I think it also presumes that attorneys fill a role that they do not.
The law, and attorney professional conduct, presumes that litigants are reasonable, rational people who are entitled to weigh their own pros and cons and arrive at a conclusion. Attorneys are there to provide context and information, but are not the decision maker. Note that the 6th Amendment guarantees a person the right to counsel, but specifically says the defendant has the right to know the charges, face their accuser, etc.
You can see this in the competency standards for trial from Dusky v US:
"It is not enough for the district judge to find that 'the defendant is oriented to time and place and has some recollection of events', but that the test must be whether he has sufficient present ability to consult with his lawyer with a reasonable degree of rational understanding -- and whether he has a rational as well as factual understanding of the proceedings against him."
Or Godinez v Moran:
"The standard adopted by the Ninth Circuit is whether a defendant who seeks to plead guilty or waive counsel has the capacity for "reasoned choice" among the alternative available to him."
Edit: Courts are also aware of and can accommodate sensitive sources. The ACLU could also drop the case at any point if discovery would require disclosing sensitive sources, same as NYPD have done.

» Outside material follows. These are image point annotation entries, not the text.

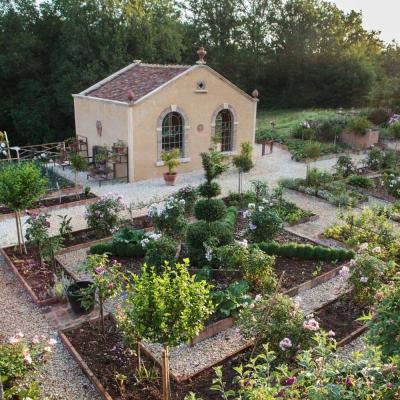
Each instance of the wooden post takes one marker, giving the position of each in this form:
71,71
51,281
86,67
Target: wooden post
165,373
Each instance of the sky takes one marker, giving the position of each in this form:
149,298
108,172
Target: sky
381,15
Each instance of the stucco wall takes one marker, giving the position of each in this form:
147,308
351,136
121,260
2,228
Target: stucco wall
113,118
198,109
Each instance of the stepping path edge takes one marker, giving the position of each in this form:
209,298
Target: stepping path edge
82,364
32,294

> if people are harmed by your actions as an attorney that is my opinion of what should happen
This isn't how disbarment works. Given we're in an adversarial system, I'm glad it doesn't. (Could you imagine a lawyer refusing to advance litigation against a city because it would harm the city's taxpayers?!)
> This client does have a responsibility to protect their sources
An ethical responsibility. Not a legal one. Not the lawyer's job, and certainly not the legal bar's. That's not only presumptuous, it's unprofessional and potentially dangerous.